27.01.2020 18:30 |

Genossen geeint

100 Prozent Zustimmung für SPÖ-Chef Anton Lang

Der steirische SPÖ-Landesparteivorstand hat am Montag Landeshauptmann-Stellvertreter Anton Lang mit 100 Prozent Zustimmung zum neuen Landesparteivorsitzenden gewählt. Den Posten hatte interimsmäßig Jörg Leichtfried nach dem Abgang von Michael Schickhofer inne. Nun übernimmt Lang offiziell und will beim Parteitag in der ersten Maihälfte in seiner Heimat Leoben auch von den Delegierten möglichst viel Zustimmung bekommen.
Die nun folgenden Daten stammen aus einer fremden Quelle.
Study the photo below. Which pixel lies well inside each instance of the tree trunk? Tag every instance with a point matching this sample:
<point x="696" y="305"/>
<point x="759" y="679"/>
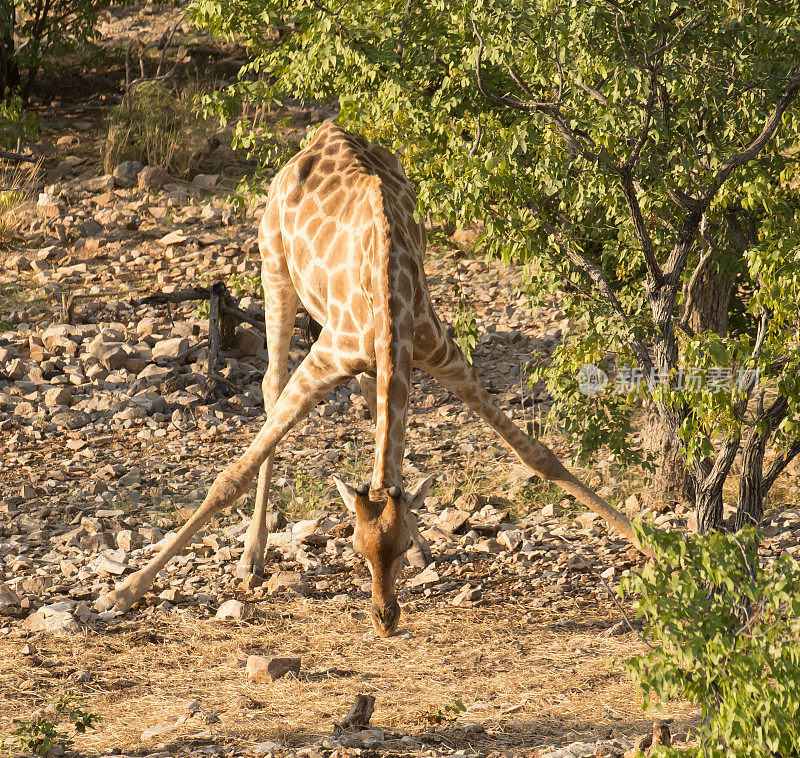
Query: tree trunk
<point x="709" y="301"/>
<point x="672" y="483"/>
<point x="709" y="508"/>
<point x="711" y="295"/>
<point x="750" y="508"/>
<point x="9" y="71"/>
Lang und Landesgeschäftsführer Günter Pirker zeigten sich nach der Vorstandssitzung und speziell nach dem Wahlsieg im Burgenland äußerst entspannt. Pirker betonte, dass Lang in geheimer Abstimmung von 100 Prozent als Vorsitzender bestimmt wurde. Nun stünden Gemeinderats- und Wirtschaftskammer-Wahlen an. Leichtfried selbst war zur Staffelübergabe nicht da, denn er fiel krankheitsbedingt aus.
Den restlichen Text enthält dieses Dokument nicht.